The Mayo Clinic has jumped into an interesting little experiment in drug development that might best be called micro pharma.
Mayo is one of the partners in a new company called Vitesse Biologics, which is more or less just a virtual umbrella company that will itself give birth to at least five new companies. Each one of these micro pharma companies will consist mostly of a single drug development research project.
With luck — and with Mayo's help — each of the five little companies will develop their drug candidate through the point called proof of concept and then get sold. In their short corporate lives, they will never have a real headquarters or even any employees.
The reason to do drug development in this kind of a micro company is speed. The global drug giants collectively known as Big Pharma can do a lot of things well, but moving drugs quickly through the early part of a development process is no longer one of them.

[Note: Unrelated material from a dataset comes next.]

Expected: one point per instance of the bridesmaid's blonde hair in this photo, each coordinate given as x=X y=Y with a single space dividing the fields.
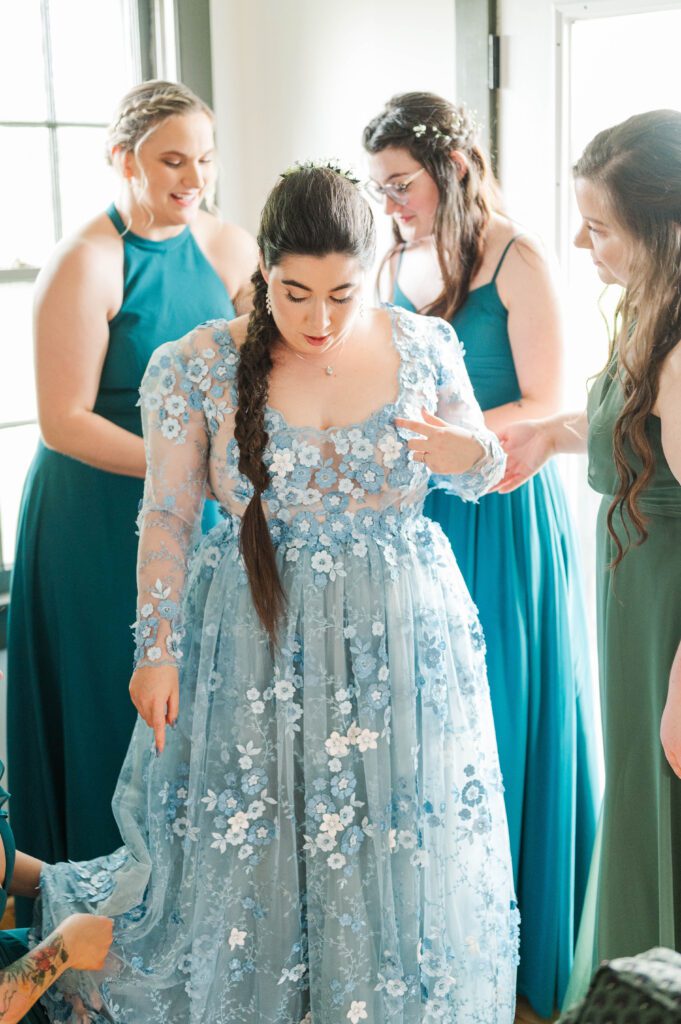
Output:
x=143 y=109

The folks at Mayo Clinic say they are pretty excited about the approach of Vitesse, too, even though it wasn't their idea. The executive dean for research at Mayo Clinic, Greg Gores, said he and his colleagues can see it working fine for other things Mayo does, including helping develop new medical devices.
Mayo Clinic was brought into Vitesse by Baxter International, the suburban-Chicago-based health care giant that will soon be completing the process of spinning off its drug-related businesses into a separate publicly held company called Baxalta.
This business had revenue in 2014 of about $6 billion and spent more than $800 million on research and development. That's a small company compared with a global drug giant like Pfizer, yet the Baxalta business shares with its bigger competitors the challenge of coming up with promising new medicines to sell.
It's hardly a new problem for Big Pharma, as costs of development have gone up along with the time it takes to get a new drug through to regulatory approval.